Language stats in GitLab.com repos do not honor .gitattributes annotations
Summary
Within the last 2-3 weeks, the language statistics for one of my private repos have been borked. It appears that the annotations in the .gitattributes
are no longer honored, leading to generated and documentation files being included erroneously in the language stats. I've been able to reproduce this with a minimal example: details below.
Steps to reproduce
- Examine at the language statistics for a repo with a substantial amount of
linguist-generated
and/orlinguist-vendored
code, as indicated in the.gitattributes
file. If the repo hasn't been updated recently, may need to trigger stats recompute by pushing a new commit. - Compare to the language stats reported by running
github-linguist
locally
Example Project
https://gitlab.com/standage/gitlab-linguist-bug
What is the current bug behavior?
The language stats for the project include 13.6% labeled as "Makefile", although the corresponding code has been labeled as documentation in the .gitattributes file. This matches what is reported when running linguist locally after deleting the .gitattributes
file and committing.
$ docker run --rm -v $(pwd):$(pwd) -w $(pwd) -t linguist github-linguist --breakdown
82.61% 9301 Python
13.60% 1531 Makefile
3.79% 427 Perl
Makefile:
Makefile
Perl:
code/get_ce_iso.pl
Python:
code/reader.py
What is the expected correct behavior?
Files annotated as vendored, documentation, or generated should not be included in language stats, as is the case when running linguist locally with the .gitattributes file present.

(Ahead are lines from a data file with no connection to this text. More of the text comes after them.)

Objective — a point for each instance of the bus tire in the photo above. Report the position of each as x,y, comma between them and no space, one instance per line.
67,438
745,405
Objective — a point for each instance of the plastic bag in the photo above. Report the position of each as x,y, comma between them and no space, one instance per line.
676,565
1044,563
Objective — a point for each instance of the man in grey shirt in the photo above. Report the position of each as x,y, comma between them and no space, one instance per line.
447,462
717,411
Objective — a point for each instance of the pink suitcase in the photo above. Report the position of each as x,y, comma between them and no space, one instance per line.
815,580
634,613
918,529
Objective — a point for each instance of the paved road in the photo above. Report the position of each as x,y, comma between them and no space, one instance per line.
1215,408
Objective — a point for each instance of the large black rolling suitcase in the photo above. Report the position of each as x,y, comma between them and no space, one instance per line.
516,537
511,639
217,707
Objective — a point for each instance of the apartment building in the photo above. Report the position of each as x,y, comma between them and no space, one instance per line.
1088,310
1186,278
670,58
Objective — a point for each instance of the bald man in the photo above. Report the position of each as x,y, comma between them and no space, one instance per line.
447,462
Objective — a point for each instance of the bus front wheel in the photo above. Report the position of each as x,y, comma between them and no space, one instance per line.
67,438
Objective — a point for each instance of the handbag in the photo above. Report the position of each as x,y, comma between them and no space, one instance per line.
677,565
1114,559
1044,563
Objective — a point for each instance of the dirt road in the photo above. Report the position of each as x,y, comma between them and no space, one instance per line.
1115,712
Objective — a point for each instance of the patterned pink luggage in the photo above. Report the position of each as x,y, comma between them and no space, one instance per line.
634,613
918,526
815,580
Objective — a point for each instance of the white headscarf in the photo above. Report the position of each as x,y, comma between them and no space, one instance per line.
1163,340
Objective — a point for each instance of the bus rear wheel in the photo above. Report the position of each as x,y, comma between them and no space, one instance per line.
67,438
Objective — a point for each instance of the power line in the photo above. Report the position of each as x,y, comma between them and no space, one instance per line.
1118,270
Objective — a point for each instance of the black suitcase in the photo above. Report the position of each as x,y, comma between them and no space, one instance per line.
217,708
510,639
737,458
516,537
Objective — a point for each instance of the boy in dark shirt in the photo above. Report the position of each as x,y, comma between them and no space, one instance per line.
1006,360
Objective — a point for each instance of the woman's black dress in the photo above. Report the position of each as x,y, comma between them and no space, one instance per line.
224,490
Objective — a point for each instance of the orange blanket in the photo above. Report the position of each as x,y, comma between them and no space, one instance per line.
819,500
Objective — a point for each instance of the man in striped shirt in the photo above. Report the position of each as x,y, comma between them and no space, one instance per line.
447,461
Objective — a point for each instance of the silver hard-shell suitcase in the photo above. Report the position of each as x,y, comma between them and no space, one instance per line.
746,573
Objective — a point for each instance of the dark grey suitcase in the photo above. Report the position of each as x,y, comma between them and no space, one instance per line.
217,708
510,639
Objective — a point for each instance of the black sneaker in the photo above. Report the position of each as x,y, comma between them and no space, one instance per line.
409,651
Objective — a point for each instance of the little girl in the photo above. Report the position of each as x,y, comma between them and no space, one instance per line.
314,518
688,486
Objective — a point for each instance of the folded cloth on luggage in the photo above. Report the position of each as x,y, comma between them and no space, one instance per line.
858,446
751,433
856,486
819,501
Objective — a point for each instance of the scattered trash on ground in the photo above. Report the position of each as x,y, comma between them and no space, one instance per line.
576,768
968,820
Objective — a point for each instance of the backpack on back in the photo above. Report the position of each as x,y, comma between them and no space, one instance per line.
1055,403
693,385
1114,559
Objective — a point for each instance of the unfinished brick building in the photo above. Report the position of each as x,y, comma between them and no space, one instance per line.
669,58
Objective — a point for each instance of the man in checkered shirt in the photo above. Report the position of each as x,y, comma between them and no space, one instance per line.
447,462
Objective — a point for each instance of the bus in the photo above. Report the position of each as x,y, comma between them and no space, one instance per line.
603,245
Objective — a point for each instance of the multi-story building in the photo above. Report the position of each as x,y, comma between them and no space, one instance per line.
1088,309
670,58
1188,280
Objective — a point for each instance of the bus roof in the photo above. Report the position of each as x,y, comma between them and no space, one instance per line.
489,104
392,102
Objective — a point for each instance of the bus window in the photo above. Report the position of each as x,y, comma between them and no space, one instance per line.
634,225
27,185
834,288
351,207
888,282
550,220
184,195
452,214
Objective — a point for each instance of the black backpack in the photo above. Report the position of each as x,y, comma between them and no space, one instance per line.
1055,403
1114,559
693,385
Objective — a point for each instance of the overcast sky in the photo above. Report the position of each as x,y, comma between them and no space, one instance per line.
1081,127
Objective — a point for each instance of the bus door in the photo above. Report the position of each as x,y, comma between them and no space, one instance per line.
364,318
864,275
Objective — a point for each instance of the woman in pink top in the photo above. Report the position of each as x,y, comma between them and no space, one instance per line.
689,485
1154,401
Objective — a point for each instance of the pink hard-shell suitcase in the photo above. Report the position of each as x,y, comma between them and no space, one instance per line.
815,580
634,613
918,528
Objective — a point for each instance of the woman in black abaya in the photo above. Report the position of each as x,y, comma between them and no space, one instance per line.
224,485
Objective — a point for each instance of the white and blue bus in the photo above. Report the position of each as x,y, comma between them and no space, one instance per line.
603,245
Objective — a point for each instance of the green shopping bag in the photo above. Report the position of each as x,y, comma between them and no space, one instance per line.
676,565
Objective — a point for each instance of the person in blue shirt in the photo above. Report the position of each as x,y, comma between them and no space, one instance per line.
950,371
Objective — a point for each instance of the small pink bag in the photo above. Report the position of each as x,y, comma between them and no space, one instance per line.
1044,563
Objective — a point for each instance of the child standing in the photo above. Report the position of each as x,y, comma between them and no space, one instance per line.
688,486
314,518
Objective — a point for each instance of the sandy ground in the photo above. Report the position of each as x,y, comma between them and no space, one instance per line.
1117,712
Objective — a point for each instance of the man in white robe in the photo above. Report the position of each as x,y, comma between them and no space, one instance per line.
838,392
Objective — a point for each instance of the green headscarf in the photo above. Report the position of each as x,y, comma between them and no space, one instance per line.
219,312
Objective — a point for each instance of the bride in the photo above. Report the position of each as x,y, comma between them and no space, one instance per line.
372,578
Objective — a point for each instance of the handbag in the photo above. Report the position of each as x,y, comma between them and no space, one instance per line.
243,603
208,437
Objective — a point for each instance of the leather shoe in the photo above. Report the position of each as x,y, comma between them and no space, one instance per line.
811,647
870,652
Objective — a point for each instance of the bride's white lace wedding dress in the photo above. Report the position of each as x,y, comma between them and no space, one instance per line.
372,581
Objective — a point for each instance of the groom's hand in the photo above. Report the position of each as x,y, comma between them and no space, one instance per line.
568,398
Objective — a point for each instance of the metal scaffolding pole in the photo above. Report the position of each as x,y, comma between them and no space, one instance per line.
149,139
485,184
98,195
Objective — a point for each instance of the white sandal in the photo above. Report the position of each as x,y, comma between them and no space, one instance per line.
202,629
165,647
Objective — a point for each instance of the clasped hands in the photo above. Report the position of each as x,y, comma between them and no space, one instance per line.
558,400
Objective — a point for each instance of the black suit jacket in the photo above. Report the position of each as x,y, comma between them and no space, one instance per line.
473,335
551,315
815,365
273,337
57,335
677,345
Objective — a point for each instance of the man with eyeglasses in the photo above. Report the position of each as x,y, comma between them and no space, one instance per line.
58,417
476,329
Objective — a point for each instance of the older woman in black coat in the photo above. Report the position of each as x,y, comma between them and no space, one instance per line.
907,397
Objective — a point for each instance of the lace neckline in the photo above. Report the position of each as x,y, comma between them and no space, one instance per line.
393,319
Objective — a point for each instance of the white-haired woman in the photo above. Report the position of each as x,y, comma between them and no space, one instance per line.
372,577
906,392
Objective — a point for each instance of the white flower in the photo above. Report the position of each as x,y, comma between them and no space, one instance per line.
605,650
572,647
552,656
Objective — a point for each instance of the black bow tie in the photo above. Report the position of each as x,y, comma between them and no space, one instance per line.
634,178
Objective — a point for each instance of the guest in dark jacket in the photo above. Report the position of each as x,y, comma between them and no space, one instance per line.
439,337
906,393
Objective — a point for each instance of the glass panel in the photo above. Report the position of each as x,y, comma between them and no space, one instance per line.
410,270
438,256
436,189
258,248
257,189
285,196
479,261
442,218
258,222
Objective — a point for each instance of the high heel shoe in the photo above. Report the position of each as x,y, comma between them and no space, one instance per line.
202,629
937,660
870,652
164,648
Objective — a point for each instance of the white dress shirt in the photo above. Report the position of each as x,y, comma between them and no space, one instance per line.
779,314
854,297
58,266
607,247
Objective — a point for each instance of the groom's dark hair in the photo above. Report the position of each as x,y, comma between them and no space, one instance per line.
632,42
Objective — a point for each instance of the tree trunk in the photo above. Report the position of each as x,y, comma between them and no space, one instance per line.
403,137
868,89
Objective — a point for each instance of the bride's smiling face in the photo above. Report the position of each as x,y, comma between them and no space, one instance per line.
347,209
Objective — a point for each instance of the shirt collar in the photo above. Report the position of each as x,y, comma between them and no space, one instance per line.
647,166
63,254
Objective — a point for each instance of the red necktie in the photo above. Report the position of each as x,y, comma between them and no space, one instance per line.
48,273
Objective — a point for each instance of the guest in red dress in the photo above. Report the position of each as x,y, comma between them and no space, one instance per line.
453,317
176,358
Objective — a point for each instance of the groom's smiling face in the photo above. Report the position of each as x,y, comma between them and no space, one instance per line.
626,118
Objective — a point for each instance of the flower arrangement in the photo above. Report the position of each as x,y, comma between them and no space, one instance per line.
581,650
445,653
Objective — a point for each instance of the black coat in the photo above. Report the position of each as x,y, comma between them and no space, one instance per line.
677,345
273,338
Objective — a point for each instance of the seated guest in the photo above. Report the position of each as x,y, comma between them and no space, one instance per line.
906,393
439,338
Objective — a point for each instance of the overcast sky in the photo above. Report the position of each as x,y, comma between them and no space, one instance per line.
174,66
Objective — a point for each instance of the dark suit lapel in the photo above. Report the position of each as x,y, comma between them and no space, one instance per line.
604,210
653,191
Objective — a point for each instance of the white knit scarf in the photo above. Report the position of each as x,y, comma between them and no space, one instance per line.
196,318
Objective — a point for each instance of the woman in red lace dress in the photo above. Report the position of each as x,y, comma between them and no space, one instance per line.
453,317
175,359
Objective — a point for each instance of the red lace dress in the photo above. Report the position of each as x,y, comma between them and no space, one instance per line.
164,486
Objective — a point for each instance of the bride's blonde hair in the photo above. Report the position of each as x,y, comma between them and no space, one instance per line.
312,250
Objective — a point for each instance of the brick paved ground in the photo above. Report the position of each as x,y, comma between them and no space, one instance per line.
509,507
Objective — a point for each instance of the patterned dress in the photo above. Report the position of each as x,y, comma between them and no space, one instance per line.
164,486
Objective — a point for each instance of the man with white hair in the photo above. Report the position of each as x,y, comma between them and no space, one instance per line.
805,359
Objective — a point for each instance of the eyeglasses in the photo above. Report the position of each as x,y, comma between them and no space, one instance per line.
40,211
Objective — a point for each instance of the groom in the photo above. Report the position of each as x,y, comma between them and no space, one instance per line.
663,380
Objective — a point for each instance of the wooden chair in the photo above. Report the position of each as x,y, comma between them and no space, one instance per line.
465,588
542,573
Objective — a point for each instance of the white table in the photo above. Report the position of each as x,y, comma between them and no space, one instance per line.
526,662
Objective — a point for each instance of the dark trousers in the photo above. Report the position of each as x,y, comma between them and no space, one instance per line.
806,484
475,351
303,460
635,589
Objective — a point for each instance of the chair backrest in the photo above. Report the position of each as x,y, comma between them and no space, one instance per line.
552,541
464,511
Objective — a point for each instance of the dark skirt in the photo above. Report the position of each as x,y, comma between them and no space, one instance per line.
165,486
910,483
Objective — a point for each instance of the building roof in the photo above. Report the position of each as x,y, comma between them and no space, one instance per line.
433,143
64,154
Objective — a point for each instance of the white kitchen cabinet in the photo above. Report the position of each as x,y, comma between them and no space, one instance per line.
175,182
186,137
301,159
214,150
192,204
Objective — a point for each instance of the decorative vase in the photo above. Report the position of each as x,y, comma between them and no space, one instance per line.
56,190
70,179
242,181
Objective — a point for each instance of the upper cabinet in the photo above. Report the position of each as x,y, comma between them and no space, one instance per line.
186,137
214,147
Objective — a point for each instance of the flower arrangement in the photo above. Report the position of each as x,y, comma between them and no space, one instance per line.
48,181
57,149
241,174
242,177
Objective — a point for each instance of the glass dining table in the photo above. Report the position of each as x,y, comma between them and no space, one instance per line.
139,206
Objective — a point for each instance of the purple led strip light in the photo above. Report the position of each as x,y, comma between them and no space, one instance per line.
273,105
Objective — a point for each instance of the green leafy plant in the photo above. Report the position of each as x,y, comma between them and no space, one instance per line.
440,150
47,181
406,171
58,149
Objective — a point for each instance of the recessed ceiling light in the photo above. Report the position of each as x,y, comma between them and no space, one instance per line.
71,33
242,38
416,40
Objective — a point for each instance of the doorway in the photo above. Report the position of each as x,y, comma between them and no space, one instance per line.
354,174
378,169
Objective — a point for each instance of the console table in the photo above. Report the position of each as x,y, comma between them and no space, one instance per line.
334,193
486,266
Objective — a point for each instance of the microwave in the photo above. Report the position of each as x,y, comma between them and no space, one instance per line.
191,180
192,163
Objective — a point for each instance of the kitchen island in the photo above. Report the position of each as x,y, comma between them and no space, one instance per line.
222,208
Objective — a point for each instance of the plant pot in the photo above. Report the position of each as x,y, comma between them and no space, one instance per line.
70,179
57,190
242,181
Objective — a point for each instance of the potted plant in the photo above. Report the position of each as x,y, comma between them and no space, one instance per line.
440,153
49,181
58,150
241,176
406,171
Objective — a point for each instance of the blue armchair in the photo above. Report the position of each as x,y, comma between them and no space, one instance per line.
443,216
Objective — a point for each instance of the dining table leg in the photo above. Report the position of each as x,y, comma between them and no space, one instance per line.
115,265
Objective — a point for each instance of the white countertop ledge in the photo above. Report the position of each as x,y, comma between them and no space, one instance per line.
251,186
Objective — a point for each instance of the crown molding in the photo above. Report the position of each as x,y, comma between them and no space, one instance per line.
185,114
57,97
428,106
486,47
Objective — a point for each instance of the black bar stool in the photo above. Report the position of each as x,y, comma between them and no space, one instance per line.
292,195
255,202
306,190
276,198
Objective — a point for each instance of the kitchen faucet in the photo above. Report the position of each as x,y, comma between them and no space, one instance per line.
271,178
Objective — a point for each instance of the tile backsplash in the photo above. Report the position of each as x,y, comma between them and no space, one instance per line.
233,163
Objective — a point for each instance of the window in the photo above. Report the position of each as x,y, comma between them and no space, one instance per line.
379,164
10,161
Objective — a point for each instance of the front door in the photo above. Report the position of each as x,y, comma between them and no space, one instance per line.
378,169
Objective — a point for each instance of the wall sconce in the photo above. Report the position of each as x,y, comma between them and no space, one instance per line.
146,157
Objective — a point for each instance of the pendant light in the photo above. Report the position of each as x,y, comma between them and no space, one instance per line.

$ docker run --rm -v $(pwd):$(pwd) -w $(pwd) -t linguist github-linguist --breakdown
95.61% 9301 Python
4.39% 427 Perl
Perl:
code/get_ce_iso.pl
Python:
code/reader.py
Output of checks
This bug happens on GitLab.com.
Proposal
Gitaly should support the overrides as defined by Linguist: https://github.com/github/linguist/blob/master/docs/overrides.md
The go-enry package does not support this out of the box (yet): https://github.com/src-d/enry/issues/18. And if it would, it probably won't help us much as go-enry does not support bare git repositories.
So we should implement handling gitattributes(5) ourself. I don't suggest to build the parsing ourself, but we can use git-check-attr(1)
. It has the option --stdin
so we can bulk process all files we're trying to calculate the stats for. Unfortunately we don't have anything in place yet to do this.
While we're at it, we should use the filtering helpers so we exclude binary files and others.